My bf and I have a ball python ,and wanted to breed mice to feed her.
We purchased 2 fancy mice from Petco, but quickly realized one of them was most likely pregnant. 
We have changed our minds about feeding them to Alice bc we have grown fond of them..and watching them interact.

So! Problem! K2 had a litter of babies yesterday. The bedding she has is not suitable for babies in my opinion. It is just wood shavings. I need to know if I can put fresh shredded tissue paper or something in her house . Is it safe to quickly move them to something more comfortable?


----------



## Rhasputin (Feb 21, 2010)

Woods shavings are fine for nesting in. But if you'd like to, you can add shredded paper, toilet paper, newspaper, anything like that.

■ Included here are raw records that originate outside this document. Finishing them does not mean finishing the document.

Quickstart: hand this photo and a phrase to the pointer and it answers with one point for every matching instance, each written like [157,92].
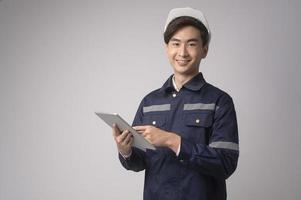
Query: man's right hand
[124,140]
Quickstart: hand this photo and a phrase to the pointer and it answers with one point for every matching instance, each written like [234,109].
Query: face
[185,51]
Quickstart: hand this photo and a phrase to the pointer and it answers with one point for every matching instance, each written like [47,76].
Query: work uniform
[204,117]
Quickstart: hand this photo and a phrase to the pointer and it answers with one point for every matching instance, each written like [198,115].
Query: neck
[181,79]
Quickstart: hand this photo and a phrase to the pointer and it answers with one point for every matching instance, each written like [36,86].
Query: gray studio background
[60,61]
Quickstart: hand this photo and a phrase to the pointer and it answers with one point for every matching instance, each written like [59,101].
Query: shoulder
[216,93]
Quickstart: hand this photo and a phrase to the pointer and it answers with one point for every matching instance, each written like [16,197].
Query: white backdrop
[60,61]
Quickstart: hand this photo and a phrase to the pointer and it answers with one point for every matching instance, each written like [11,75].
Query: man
[192,123]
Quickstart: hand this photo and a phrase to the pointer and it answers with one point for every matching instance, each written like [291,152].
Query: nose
[183,51]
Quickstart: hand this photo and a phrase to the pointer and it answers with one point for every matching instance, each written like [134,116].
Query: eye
[175,44]
[192,44]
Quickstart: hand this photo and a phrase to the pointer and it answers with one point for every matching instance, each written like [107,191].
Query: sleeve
[136,161]
[218,158]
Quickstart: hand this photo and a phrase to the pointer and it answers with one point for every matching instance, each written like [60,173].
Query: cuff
[126,156]
[185,149]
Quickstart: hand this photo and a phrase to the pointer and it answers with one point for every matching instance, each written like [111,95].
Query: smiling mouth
[183,62]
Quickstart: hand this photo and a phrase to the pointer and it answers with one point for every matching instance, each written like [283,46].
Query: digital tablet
[139,141]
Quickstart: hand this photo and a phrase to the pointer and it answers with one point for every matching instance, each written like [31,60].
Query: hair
[180,22]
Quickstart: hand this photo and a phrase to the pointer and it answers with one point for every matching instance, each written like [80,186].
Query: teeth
[182,62]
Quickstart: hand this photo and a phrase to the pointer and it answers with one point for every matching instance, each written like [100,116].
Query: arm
[134,159]
[219,158]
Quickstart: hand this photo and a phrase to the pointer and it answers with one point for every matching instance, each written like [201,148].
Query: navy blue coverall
[205,118]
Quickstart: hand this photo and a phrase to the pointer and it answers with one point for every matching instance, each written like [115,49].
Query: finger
[139,128]
[116,131]
[131,140]
[127,139]
[122,136]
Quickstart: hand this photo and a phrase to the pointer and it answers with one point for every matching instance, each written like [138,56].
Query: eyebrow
[190,40]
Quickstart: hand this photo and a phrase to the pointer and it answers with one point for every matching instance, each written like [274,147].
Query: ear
[205,51]
[166,48]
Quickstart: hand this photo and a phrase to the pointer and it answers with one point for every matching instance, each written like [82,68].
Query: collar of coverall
[194,84]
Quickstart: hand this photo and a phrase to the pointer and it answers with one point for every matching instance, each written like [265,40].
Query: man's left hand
[159,137]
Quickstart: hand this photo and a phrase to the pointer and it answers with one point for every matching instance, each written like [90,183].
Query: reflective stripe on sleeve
[225,145]
[153,108]
[199,106]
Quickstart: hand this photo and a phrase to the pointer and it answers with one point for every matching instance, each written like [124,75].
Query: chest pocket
[158,121]
[203,119]
[197,126]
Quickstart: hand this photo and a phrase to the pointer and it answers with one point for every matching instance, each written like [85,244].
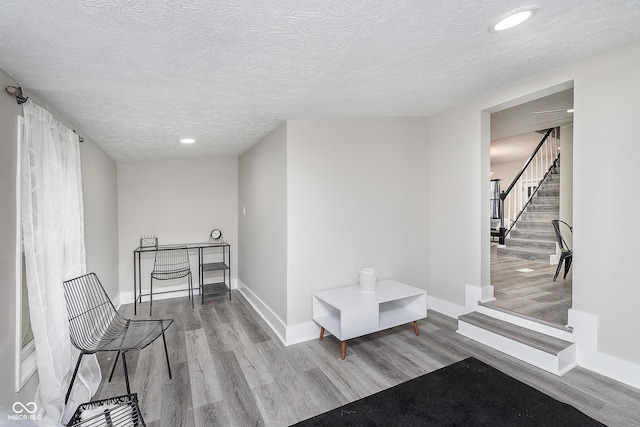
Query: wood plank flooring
[229,369]
[531,293]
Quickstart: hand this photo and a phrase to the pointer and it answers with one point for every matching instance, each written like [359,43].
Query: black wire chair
[121,411]
[566,254]
[95,325]
[171,263]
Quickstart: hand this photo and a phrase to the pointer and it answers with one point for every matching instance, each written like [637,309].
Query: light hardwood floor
[531,293]
[229,369]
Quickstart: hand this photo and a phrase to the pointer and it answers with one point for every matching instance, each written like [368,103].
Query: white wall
[9,111]
[357,197]
[606,135]
[100,195]
[262,206]
[606,89]
[179,202]
[100,214]
[458,190]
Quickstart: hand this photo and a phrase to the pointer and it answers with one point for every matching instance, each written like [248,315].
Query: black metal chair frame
[95,325]
[171,263]
[566,254]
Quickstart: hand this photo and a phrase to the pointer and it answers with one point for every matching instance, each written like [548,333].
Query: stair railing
[515,199]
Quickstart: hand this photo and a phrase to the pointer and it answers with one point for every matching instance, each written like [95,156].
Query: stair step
[548,246]
[546,234]
[546,200]
[537,340]
[547,352]
[539,207]
[539,216]
[519,253]
[548,192]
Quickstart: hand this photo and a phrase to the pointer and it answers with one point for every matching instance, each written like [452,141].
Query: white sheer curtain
[52,217]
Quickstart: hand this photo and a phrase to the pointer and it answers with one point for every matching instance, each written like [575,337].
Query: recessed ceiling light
[513,18]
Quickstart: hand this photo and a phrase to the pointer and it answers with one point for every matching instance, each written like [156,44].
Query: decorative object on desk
[216,236]
[148,242]
[368,278]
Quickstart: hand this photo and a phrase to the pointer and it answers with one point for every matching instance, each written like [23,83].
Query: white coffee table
[349,312]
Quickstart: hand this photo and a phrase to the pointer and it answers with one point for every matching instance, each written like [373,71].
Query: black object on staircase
[566,254]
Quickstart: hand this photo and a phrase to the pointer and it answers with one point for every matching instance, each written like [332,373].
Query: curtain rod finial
[17,92]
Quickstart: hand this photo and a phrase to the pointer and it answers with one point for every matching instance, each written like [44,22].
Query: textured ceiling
[136,76]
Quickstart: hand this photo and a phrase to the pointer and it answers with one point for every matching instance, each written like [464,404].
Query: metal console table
[215,288]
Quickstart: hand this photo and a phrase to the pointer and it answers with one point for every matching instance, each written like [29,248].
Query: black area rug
[466,393]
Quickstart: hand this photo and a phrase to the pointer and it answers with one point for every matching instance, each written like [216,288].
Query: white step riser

Don't put in that nasty fluffy fiber 'bedding' they sell at the pet store, as it is harmfull to mice. Raw cotton is sometimes sold in pet stores in little baggies, and it makes great bedding.


----------



## morning-star (Apr 9, 2011)

tissue, toilet paper, and shredded plain paper all make good cheep beddings.


----------



## Shadowrunner (Sep 26, 2011)

I use shredded newspaper with no glossy pages. Some other users use unscented toilet paper.

As for safety..It depends on the disposition of the mother.
If you have the buck in with her, you should move him to his own cage,just to be safe.
I usually wait a few days before disturbing the nest with my skittish females.

Good luck <3 babies are fun to watch grow.


----------



## Tia (Nov 18, 2011)

We have 2 females. One of them gave birth yesterday. The other female seems very attentive and caring as well. There's lots of wood shavings in her "hide", and Im worried there might be babies lost in there somewhere. Will she do a good job of keeping them all together? I almost want to clean out her hide and put only shredded papers in there for her. I just dont want to handle her babies if she will eat them or something.


----------



## morning-star (Apr 9, 2011)

mummy will look after any babes just fine so long as you don't disturb or pick up babes for the first 3-5 days.


----------